Ariel Dorfman’s play Widows is about a political protest in a country ruled by a military junta. It was written in collaboration with playwright Tony Kushner (the author of Angels in America), and based on Dorfman’s 1983 novel of the same name. The play was first presented by the Traverse Theatre Company at the Cambridge Arts Theatre on 5 March 1997. (An earlier version of the play was first performed at the Mark Taper Forum in Los Angeles in July 1991).

A brutal conflict has come to an end, with the ruling class victorious and the military in firm control. In a country village women await news of the dozens of men taken captive by the army, supposedly for being involved in the rebellion or for holding dissident views. But the only sign of the lost is a corpse that floats down the river one day. Decomposing and disfigured by torture, the faceless man is claimed by Sofia Fuentes, a grandmother who has lost a father, husband and two sons to the violence. A soldier in charge of keeping the peace in the area fears that if she is allowed to claim the body, uncomfortable questions will be raised about the man’s death. He burns it in secret. When the river gives up another body, it is claimed by all the widows of the town as a protest against the army’s refusal to answer questions about the whereabouts of their men.

The premiere at Cambridge Arts Theatre was directed by Ian Brown and designed by Mark Leese with a cast including Edith Maccarthur as Sofia Fuentes.

Picture of Ariel Dorfman

© Sergio Parra

Ariel Dorfman is considered one of the twentieth century’s most important literary voices, especially as a forceful example of cross-cultural writing. Dorfman, of Argentine-Chilean origin, details his life of exile and bicultural living in his acclaimed memoir Heading South, Looking North.

Besides his work as a poet, novelist and essayist, Dorfman has built up an impressive body of work. His books have been translated into more than forty languages and his plays performed in over 100 countries. His plays include Death and the Maiden (Royal Court, 1991), which won the Laurence Olivier Award for Best Play, and was made into a film by Roman Polanski; Reader, which opened at the Traverse Theatre as part of the Edinburgh Festival in 1995; Widows (co-written with Tony Kushner, Traverse Theatre Company, 1997) and Purgatorio (Seattle Repertory Theatre, 2005 and Arcola Theatre, 2008). He has written non-fiction as well, including The Empire’s Old Clothes (1996), Exorcising Terror (2004) and Other Septembers, Many Americas (2005). He has won numerous international awards, including two from the Kennedy Center. In 1996, with his son Rodrigo, he received an award for best television drama in Britain for Prisoners in Time. His poems Last Waltz in Santiago have been turned into a fiction film, Deadline, featuring the voices of Emma Thompson, Bono, Harold Pinter and others.

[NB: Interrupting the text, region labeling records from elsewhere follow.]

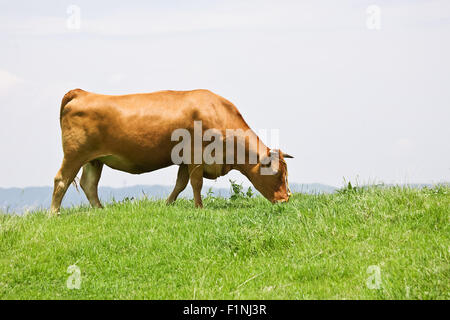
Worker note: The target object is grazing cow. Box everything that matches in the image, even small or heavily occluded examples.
[51,89,292,213]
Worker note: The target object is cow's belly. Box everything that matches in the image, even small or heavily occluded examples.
[203,164,231,179]
[98,155,170,174]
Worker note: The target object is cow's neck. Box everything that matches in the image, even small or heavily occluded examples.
[233,142,270,190]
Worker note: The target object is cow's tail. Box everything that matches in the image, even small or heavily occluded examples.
[59,89,83,123]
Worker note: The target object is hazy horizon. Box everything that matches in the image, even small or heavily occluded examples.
[0,0,450,188]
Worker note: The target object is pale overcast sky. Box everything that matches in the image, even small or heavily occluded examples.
[0,0,450,187]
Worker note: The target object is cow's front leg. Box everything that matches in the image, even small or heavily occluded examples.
[166,164,189,204]
[189,164,203,208]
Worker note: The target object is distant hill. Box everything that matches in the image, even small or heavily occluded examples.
[0,183,336,213]
[0,183,446,214]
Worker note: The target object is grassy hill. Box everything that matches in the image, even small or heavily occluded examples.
[0,186,450,299]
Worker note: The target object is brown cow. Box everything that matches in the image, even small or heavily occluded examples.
[51,89,291,213]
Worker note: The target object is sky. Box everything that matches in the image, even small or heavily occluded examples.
[0,0,450,187]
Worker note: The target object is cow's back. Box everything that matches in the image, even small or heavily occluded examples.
[61,89,248,173]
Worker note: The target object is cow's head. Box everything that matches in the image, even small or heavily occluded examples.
[252,150,293,203]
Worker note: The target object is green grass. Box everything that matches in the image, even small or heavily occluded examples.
[0,186,450,299]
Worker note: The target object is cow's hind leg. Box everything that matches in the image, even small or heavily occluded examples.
[166,164,189,204]
[80,160,103,208]
[50,157,83,214]
[189,164,203,208]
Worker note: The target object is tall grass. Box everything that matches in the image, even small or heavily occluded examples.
[0,186,450,299]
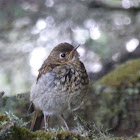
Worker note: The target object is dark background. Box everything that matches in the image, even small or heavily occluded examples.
[0,0,140,138]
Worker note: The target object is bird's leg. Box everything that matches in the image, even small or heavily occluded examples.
[43,112,49,130]
[30,111,38,131]
[60,114,70,131]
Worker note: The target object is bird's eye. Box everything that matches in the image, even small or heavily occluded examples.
[60,53,66,58]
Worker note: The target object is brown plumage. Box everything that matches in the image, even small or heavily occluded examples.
[30,43,89,130]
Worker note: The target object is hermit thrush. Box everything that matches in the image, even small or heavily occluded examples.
[30,43,89,130]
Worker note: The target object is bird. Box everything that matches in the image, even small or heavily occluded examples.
[29,42,89,130]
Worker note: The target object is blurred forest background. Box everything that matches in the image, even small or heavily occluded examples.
[0,0,140,138]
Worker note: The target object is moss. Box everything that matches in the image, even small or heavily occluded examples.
[94,59,140,133]
[0,113,9,124]
[98,59,140,87]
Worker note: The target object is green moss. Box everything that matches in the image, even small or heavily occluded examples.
[98,59,140,87]
[94,59,140,130]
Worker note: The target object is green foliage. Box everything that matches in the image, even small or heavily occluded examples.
[94,59,140,129]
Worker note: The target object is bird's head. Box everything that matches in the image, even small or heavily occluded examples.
[48,43,80,64]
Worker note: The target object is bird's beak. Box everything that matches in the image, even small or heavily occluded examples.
[68,44,80,58]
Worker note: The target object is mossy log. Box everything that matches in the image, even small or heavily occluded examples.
[94,59,140,135]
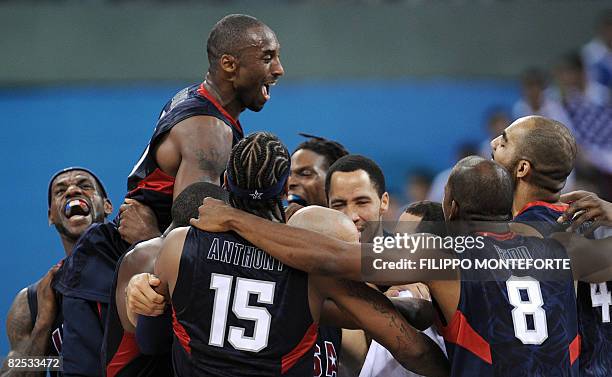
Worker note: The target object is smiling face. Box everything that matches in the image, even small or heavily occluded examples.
[48,170,113,240]
[329,169,389,232]
[233,26,285,111]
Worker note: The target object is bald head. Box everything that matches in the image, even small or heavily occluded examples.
[206,14,267,71]
[287,206,359,242]
[444,156,514,221]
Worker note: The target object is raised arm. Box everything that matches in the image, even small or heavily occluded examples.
[0,266,57,377]
[311,276,449,376]
[155,116,232,198]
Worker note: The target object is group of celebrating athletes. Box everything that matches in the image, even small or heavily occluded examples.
[1,15,612,377]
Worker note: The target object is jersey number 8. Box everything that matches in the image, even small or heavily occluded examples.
[506,276,548,345]
[208,274,276,352]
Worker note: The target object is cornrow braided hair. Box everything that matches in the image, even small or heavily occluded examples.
[293,133,348,167]
[227,132,291,223]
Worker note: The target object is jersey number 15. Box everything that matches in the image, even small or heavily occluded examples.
[208,274,276,352]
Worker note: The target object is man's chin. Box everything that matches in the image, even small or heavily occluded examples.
[55,217,92,240]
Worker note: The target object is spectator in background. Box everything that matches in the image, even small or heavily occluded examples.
[512,68,571,126]
[480,107,512,158]
[582,9,612,89]
[556,52,612,199]
[556,51,610,105]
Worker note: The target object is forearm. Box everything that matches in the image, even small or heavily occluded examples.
[229,211,361,280]
[390,297,434,331]
[388,333,450,377]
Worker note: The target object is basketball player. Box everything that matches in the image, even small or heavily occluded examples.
[1,167,113,377]
[137,133,446,376]
[288,134,348,209]
[491,116,612,376]
[102,182,226,377]
[286,134,350,376]
[192,157,612,376]
[55,15,284,376]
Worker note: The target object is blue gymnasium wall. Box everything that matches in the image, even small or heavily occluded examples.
[0,80,518,355]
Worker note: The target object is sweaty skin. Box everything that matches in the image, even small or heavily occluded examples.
[155,26,284,198]
[150,207,449,376]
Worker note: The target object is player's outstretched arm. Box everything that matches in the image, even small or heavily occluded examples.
[557,191,612,232]
[310,276,450,376]
[0,266,58,377]
[551,233,612,283]
[135,228,188,354]
[155,116,232,198]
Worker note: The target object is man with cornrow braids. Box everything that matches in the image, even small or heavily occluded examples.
[137,133,448,376]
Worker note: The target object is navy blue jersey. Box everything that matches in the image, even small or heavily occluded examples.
[126,84,243,232]
[578,281,612,377]
[172,228,317,377]
[102,251,172,377]
[26,283,64,376]
[515,202,612,377]
[314,326,342,377]
[439,233,580,377]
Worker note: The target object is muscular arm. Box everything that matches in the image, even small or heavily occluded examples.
[311,276,449,376]
[0,288,53,377]
[155,116,232,198]
[136,228,188,354]
[191,198,457,285]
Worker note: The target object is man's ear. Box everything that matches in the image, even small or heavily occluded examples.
[220,54,238,73]
[380,192,389,215]
[514,160,531,178]
[104,198,113,216]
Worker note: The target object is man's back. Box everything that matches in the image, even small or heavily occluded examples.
[442,233,580,376]
[515,202,612,377]
[172,228,317,376]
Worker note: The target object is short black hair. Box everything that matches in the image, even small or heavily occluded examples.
[325,154,387,196]
[292,133,348,168]
[171,182,228,227]
[404,200,444,221]
[206,14,265,71]
[448,156,514,221]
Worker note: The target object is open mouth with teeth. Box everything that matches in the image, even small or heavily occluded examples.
[64,199,91,220]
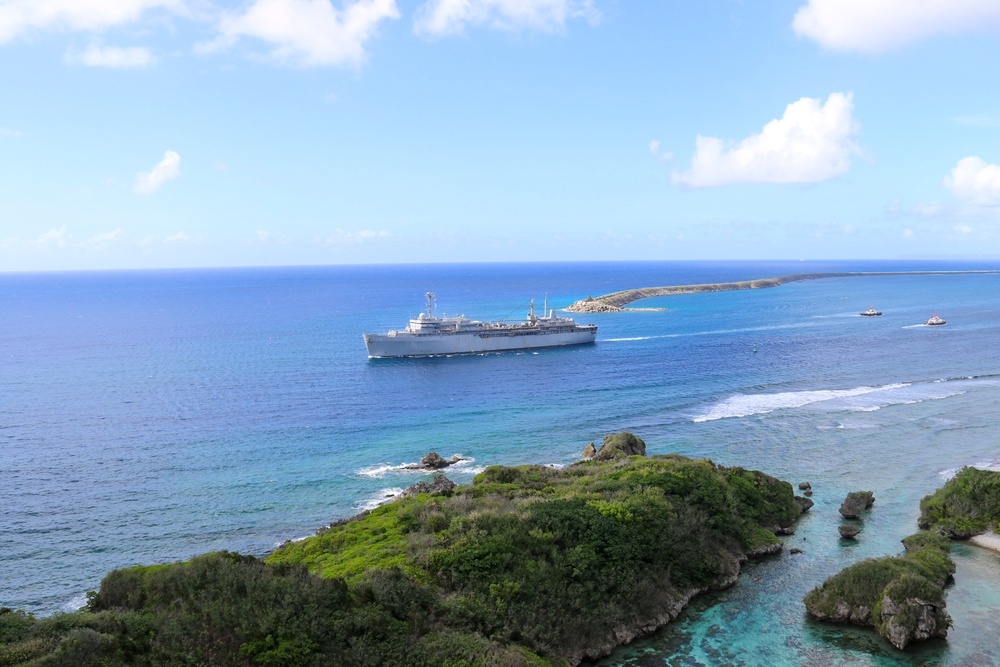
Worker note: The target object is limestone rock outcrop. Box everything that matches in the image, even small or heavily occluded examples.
[840,491,875,519]
[404,452,465,470]
[593,431,646,461]
[395,475,455,500]
[837,523,861,540]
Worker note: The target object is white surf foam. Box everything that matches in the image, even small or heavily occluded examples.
[354,486,403,512]
[693,384,909,422]
[354,454,482,479]
[62,593,87,612]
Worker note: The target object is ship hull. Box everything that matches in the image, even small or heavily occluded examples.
[364,327,597,358]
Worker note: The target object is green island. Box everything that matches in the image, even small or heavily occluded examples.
[566,270,1000,313]
[804,467,1000,649]
[0,434,811,667]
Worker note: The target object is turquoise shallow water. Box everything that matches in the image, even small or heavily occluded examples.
[0,262,1000,665]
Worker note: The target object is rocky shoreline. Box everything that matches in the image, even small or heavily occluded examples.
[566,270,1000,313]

Dorfman’s human rights play, Speak Truth to Power: Voices from Beyond the Dark (based on interviews with human-rights defenders by Kerry Kennedy), premiered at the Kennedy Center in Washington in 2000 starring Kevin Kline, Sigourney Weaver, Alec Baldwin and John Malkovich, among others. It has gone on to many performances around the world, including a production in Martin Luther King’s church in Atlanta, with Martin Sheen, Sean Penn, Robin Wright and Woody Harrelson, among others.

Other plays include The Other Side and Picasso’s Closet and other novels include Blake’s Therapy and Americanos: Los Pasos de Murieta. He also wrote a libretto for the musical Dancing Shadows (with Eric Woolfson, lead composer and singer of the Alan Parsons Project), which garnered five Korean Tony Awards after its premiere there in 2007. He is also a regular contributor to major newspapers around the world. He currently holds the Walter Hines Page Chair of Literature and Latin American Studies at Duke University.